Lien told the Summit Daily that he cannot predict the future, or where the discussion may eventually lead, stating in typical bureaucrat bullshittery, “No door is closed, but no door is immediately open.”
Whoa, that’s deep.
In the meantime, Colorado police officers operating in schools under the D.A.R.E. banner will continue to treat marijuana use as a sort of “Don’t Ask, Don’t Tell” policy – apparently deploying a new tactic of ignoring an issue in hopes that it will just magically disappear.
Their current policy is to skip over the topic of pot, as instructed by the D.A.R.E. mothership, and allow each individual officer to decide how – or if – they want to answer any questions about weed that may be brought up by an inquisitive student.
Again, Lien chimes in, “What we’re always concerned about in D.A.R.E. is age appropriateness. Our studies show, for instance, talking about marijuana is not appropriate in elementary schools, but is OK in middle schools.”
Those studies Lien mentions?
A more accurate description of the scientific method that D.A.R.E. employs in such studies is summed up by Kathy Stewart, a high-ranking D.A.R.E. official in Utah, when she told The Salt Lake Tribune, “I don’t have any statistics for you. Our strongest numbers are the numbers that don’t show up.”

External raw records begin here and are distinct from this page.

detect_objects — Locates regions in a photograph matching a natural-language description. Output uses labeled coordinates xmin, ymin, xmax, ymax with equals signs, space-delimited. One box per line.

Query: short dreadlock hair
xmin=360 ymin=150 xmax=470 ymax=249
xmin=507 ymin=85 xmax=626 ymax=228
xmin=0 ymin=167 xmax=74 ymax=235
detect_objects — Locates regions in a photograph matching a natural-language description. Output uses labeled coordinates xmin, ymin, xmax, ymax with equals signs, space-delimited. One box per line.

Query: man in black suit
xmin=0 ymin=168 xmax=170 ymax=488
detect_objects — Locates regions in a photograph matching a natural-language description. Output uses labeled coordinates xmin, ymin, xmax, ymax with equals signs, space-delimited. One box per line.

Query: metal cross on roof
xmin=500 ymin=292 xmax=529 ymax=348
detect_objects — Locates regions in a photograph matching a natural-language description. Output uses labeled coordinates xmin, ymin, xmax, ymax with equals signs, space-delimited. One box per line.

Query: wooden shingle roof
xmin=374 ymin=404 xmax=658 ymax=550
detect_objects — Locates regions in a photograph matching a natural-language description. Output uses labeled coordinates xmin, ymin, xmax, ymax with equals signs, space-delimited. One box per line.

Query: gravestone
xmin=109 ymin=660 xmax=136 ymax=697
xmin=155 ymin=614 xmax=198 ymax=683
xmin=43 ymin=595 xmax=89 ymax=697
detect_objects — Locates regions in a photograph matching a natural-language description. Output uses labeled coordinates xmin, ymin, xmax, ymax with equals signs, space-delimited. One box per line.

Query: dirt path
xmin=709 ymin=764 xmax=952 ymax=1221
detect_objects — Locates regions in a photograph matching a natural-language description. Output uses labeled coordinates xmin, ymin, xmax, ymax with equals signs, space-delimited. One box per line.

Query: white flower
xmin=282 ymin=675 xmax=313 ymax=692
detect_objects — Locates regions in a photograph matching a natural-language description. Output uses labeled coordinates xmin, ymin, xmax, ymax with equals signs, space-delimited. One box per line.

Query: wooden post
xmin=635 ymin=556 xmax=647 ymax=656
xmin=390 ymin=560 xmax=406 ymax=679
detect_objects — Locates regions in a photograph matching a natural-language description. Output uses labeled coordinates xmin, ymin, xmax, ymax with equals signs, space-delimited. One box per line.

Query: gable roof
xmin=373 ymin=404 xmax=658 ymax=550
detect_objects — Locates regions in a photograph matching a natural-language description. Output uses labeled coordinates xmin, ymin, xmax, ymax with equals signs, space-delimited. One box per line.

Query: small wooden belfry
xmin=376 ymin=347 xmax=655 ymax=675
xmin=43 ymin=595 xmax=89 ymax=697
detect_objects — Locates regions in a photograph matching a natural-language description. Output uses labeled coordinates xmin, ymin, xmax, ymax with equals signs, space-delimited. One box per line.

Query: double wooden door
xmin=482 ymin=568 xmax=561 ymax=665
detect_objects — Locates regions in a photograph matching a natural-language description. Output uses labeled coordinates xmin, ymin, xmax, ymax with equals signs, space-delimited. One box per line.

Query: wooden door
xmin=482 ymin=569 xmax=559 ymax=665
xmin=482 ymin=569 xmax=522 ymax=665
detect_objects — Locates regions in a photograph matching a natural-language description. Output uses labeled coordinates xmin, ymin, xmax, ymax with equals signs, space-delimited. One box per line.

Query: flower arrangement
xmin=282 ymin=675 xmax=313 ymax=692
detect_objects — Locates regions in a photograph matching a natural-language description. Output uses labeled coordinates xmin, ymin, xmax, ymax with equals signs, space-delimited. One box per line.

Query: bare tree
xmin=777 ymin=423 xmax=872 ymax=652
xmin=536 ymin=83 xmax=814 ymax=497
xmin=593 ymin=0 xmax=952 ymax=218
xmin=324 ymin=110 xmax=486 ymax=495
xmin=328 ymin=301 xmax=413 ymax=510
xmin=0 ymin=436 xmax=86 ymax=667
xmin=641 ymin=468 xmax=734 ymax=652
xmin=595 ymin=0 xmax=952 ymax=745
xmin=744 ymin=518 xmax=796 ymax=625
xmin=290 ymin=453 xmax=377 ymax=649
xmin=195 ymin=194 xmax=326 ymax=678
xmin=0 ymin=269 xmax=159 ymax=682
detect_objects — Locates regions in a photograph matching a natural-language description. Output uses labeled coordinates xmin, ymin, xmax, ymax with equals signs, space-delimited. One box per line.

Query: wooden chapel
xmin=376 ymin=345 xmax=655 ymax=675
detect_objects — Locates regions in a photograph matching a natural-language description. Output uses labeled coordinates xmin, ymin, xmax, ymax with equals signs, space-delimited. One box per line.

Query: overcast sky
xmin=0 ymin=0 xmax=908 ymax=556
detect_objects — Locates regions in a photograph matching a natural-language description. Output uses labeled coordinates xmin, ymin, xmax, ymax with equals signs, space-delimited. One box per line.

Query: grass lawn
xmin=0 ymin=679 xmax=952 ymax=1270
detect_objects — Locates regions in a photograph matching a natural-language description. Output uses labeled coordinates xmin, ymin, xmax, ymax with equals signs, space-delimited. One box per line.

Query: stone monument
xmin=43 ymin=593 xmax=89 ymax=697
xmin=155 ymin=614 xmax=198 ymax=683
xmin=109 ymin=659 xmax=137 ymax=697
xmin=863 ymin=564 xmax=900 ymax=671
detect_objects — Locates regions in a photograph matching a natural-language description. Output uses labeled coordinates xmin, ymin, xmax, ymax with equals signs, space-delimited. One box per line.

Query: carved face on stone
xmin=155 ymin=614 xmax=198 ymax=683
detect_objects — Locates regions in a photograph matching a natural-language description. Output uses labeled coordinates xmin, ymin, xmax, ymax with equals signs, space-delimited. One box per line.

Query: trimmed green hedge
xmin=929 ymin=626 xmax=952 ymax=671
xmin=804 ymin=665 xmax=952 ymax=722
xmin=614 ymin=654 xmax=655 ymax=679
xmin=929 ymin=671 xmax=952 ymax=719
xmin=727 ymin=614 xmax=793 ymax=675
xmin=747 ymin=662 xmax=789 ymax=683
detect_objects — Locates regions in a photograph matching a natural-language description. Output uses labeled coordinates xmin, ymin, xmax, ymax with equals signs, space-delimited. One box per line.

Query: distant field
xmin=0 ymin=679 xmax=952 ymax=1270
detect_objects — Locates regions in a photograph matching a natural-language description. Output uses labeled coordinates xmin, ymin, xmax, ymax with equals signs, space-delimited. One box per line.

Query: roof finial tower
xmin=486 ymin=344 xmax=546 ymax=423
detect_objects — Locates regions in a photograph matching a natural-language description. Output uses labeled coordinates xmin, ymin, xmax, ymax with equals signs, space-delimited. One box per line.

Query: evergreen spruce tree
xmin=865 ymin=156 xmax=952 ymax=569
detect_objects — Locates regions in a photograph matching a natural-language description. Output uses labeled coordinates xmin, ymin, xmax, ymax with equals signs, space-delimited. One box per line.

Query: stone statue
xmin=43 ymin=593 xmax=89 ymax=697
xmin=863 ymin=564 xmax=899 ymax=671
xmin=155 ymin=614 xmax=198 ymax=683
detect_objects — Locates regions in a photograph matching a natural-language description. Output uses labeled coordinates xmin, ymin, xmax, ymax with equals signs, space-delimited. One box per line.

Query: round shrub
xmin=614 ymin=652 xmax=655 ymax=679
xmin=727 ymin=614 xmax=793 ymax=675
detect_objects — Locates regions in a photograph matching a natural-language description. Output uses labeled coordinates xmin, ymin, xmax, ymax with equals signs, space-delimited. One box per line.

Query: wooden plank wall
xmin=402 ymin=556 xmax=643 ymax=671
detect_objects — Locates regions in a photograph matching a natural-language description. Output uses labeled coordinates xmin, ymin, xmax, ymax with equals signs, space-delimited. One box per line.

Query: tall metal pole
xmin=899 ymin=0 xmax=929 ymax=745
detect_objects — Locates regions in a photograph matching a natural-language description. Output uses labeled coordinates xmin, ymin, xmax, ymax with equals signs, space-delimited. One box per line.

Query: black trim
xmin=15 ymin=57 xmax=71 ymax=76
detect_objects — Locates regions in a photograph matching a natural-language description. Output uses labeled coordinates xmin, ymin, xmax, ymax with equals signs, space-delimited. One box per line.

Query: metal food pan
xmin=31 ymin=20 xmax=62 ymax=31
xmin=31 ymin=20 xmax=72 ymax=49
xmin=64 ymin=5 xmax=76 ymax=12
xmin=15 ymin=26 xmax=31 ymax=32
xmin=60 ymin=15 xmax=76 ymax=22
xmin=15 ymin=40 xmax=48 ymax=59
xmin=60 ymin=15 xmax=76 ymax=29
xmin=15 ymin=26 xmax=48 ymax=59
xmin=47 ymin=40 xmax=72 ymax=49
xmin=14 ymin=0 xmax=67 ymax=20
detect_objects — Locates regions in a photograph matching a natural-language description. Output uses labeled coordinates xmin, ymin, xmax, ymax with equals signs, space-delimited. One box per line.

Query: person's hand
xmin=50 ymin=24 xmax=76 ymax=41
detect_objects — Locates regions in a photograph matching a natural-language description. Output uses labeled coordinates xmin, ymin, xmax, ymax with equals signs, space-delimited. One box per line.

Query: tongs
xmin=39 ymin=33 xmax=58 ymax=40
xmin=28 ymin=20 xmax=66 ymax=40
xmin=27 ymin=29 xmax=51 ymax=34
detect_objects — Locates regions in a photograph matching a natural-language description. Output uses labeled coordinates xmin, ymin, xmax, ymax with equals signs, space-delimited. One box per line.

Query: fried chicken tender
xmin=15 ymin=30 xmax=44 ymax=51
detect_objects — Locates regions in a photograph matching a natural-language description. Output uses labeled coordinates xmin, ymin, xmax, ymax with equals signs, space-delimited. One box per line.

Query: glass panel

They point to surveys of soccer moms asked if they are “satisfied with D.A.R.E.”, then mistake those favorable results as proof of efficiency and effectiveness. In an era of ever-looming financial crises and budget slashing, a proven pit of inefficiency like D.A.R.E. should have been among the first programs on the chopping block, but fear is a good dollar and very few politicians want to appear to be “soft on drugs”.
“I think the program should be entirely scrapped and redeveloped anew,” says Dr. William Hansen, one of the creators of the original D.A.R.E. program.

Until his successors heed his advice, in nearly every school in the country, taxpayer-funded counter-productivity carries on.